Can China and Taiwan overcome mutual suspicions and build an institutional framework to improve ties with each other, while setting aside long-standing and contentious political issues? That is the question that is playing on minds of observers as a top Taiwan official prepares for a landmark visit to the mainland next month.
Wang Yu-chi, Taiwan’s minister in charge of China affairs, announced Tuesday that he will lead a delegation to China in February, in what would mark the first official contact between the two sides in six decades. During a four-day trip from Feb. 11, Wang will meet with his Chinese counterpart Zhang Zhijun and discuss issues such as setting up representative offices and cementing economic relations.
“The trip has crucial implications for further institutionalization of the ties between the two sides of the Straits,” Wang said at a media briefing in Taipei.
The meeting with Zhang, who is the head of the Taiwan Affairs Office of China’s State Council, will take place in Nanjing in the eastern Jiangsu province.

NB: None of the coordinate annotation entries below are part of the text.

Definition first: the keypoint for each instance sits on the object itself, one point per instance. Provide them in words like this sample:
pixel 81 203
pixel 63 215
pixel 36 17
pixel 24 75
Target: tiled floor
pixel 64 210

The high-level interaction will aim to create “a normal communication mechanism so as to avoid misunderstandings,” Wang said.
But the trip “will not touch on highly sensitive political issues,” media reports quoted him as saying.
China’s state news agency Xinhua quoted Ma Xiaoguang, a spokesman for nation’s Taiwan Affairs Office, as saying that the talks were “an important move” and that Beijing hopes they will be conducive to “joint promotion of future development of cross-strait ties”.
Some observers believe the formal talks between the two sides could test the water for the possibility of Taiwan President Ma Ying-jeou having a meeting with Chinese President Xi Jinping during an APEC summit in Shanghai later this year.
While the relationship between China and Taiwan has been improving in recent years, they remain at loggerheads on key political issues. With Beijing refusing to rule out the use of force to take back the island and seek reunification, and strident anti-China voices in Taiwan, there is still a deep thread of antagonism between the two sides.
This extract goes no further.